25 Funeral Poems

Poems that can provide comfort to be read at a funeral. Funerals are a time of celebration of life, but also a time where we feel sad. Let these poems be ones that offer condolences and hope.

Poems    /   Funeral Poems

    Funeral Poems By Theme

  1. Train of Life Poem

  2. Memorial Poems

  3. In Loving Memory Poems

  4. Poems About Grandma For Funeral

  5. Poems of Goodbye Death

  6. Popular Funeral Poems

  7. Don't Be Sad
    Poet: Catherine Pulsifer

    When I die don't be sad
    Know where I am and be glad
    At the feet of my Savior dear
    With feelings of happiness, not fear
    In a place where peace does reign
    And there is no suffering or pain
    So be happy on this day
    Remember I love you in every way
    I will be watching you from above
    And God will bless you with other's love.

  8. I'm Still Here
    Poet: Unknown

    Please don’t mourn for me
    I’m still here, though you don’t see.
    I’m right by your side each night and day
    And within your heart I long to stay.

    My body is gone but I’m always near.
    I’m everything you feel, see or hear.
    My spirit is free, but I’ll never depart
    As long as you keep me alive in your heart.

    I’ll never wander out of your sight-
    I’m the brightest star on a summer night.
    I’ll never be beyond your reach-
    I’m the warm moist sand when you’re at the beach.

    I’m the colorful leaves when fall comes around
    And the pure white snow that blankets the ground.
    I’m the beautiful flowers of which you’re so fond,
    The clear cool water in a quiet pond.

    I’m the first bright blossom you’ll see in the spring,
    The first warm raindrop that April will bring.
    I’m the first ray of light when the sun starts to shine,
    And you’ll see that the face in the moon is mine.

    When you start thinking there’s no one to love you,
    you can talk to me through the Lord above you.
    I’ll whisper my answer through the leaves on the trees,
    And you’ll feel my presence in the soft summer breeze.

    I’m the hot salty tears that flow when you weep
    And the beautiful dreams that come while you sleep.
    I’m the smile you see on a baby’s face.
    Just look for me, I’m everyplace.

  9. I’m the smile you see on a baby’s face.
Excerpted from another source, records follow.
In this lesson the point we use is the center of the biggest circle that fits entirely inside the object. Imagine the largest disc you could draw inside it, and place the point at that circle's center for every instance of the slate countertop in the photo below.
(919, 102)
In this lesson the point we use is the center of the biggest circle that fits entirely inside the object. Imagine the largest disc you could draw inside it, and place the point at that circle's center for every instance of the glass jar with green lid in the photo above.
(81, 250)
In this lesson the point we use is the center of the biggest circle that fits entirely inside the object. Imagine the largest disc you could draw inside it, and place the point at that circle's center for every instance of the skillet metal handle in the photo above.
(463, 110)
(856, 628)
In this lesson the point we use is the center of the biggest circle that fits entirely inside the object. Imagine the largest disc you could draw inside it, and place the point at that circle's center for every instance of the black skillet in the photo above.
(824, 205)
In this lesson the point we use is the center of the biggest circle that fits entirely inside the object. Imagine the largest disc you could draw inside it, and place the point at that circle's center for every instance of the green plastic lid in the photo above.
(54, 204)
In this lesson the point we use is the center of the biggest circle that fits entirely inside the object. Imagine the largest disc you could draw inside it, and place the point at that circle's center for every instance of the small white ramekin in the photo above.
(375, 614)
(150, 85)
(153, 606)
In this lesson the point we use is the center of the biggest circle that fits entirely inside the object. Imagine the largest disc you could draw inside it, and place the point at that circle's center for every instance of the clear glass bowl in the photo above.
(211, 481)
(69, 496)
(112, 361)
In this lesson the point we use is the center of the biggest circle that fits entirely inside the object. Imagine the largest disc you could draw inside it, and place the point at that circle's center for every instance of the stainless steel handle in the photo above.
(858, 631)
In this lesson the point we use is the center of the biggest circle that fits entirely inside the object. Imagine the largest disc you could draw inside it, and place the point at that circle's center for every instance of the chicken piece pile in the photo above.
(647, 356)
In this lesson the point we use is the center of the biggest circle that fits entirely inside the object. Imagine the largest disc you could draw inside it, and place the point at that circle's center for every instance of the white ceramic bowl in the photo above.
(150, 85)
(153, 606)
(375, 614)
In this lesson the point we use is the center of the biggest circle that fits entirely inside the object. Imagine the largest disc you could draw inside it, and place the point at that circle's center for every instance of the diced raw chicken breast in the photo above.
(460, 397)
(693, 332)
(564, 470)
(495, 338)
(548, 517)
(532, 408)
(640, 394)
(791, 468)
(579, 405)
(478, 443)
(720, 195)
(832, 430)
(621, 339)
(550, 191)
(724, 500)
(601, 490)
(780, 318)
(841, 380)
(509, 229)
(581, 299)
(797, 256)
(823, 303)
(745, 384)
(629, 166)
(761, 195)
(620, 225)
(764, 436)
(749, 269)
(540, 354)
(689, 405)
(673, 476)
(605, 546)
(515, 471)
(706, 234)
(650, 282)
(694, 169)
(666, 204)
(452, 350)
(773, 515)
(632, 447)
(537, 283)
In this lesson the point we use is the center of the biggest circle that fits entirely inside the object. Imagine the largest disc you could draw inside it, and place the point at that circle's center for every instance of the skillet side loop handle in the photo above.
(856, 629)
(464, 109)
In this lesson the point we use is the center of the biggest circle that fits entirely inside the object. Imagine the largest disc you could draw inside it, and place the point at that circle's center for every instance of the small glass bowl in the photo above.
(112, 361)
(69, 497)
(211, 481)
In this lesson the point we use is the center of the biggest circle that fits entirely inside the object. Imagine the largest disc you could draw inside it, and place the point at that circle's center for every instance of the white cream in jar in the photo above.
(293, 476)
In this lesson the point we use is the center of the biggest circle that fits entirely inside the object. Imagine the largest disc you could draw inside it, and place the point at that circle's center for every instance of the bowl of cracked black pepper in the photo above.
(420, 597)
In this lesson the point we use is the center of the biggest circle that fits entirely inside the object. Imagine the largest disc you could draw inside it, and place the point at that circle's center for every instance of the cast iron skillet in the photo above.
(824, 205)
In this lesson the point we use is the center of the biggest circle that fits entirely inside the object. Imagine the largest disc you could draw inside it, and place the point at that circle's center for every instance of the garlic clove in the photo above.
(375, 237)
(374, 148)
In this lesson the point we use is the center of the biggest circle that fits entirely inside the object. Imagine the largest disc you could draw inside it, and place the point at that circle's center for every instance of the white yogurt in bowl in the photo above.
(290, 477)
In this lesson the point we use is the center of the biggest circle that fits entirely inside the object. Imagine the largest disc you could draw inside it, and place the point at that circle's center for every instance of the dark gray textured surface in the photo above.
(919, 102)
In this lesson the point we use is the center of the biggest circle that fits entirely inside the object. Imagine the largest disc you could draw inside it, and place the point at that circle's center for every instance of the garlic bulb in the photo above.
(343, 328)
Just look for me, I’m everyplace.

  10. What Shall I Do
    Poet: Mary Clemmer

    What shall I do, my friend,
    When you are gone forever?
    My heart its eager need will send
    Through the years to find you never.

    And how will it be with you,
    In the weary world, I wonder?
    Will you love me with a love as true,
    When our paths lie far asunder?

    The way is short, O friend,
    That reaches out before us;
    God's tender heavens above us bend,
    His love is smiling o'er us.

    A little while is ours,
    For sorrow or for laughter:
    I'll lay the hand you love in yours,
    On the shore of the Hereafter.

  11. A Flash
    Poet: Unknown

    A Flash! you came into my life,
    And lo! adown the years
    Rainbows of promise stretched across
    The sky grown gray with tears.
    By day you were my sun of gold,
    By night, my silver moon;
    I could not from a Father's hands
    Have asked a greater boon.

    A flash! you passed out of my life -
    No, no! your spirit still
    Is sun and moon and guiding star
    Through every cloud and ill.
    As down the rainbow years I go,
    You still are at my side;
    And some day I shall stand with you
    Among the glorified.

  12. Rest In Peace
    Poet: Daniel C. Colesworthy

    The turmoil of the world is o'er;
    In quiet rest thee now:
    Thy generous heart no envy bore,
    No stain was on thy brow.

    Soft pity was thy constant guest;
    Thy bosom, Mercy's throne;
    And every place thy presence blest
    With heavenly radiance shone.

  13. From One Who Stays
    Poet: Amy Lowell

    How empty seems the town now you are gone!
    A wilderness of sad streets, where gaunt walls
    Hide nothing to desire; sunshine falls
    Eery, distorted, as it long had shone
    On white, dead faces tombed in halls of stone.
    The whir of motors, stricken through with calls
    Of playing boys, floats up at intervals;
    But all these noises blur to one long moan.
    What quest is worth pursuing? And how strange
    That other men still go accustomed ways!
    I hate their interest in the things they do.
    A spectre-horde repeating without change
    An old routine. Alone I know the days
    Are still-born, and the world stopped, lacking you.

  14. Away
    Poet: James Whitcomb Riley

    I cannot say, and I will not say
    That he is dead. He is just away!

    With a cheery smile and a wave of the hand,
    He has wandered into an unknown land.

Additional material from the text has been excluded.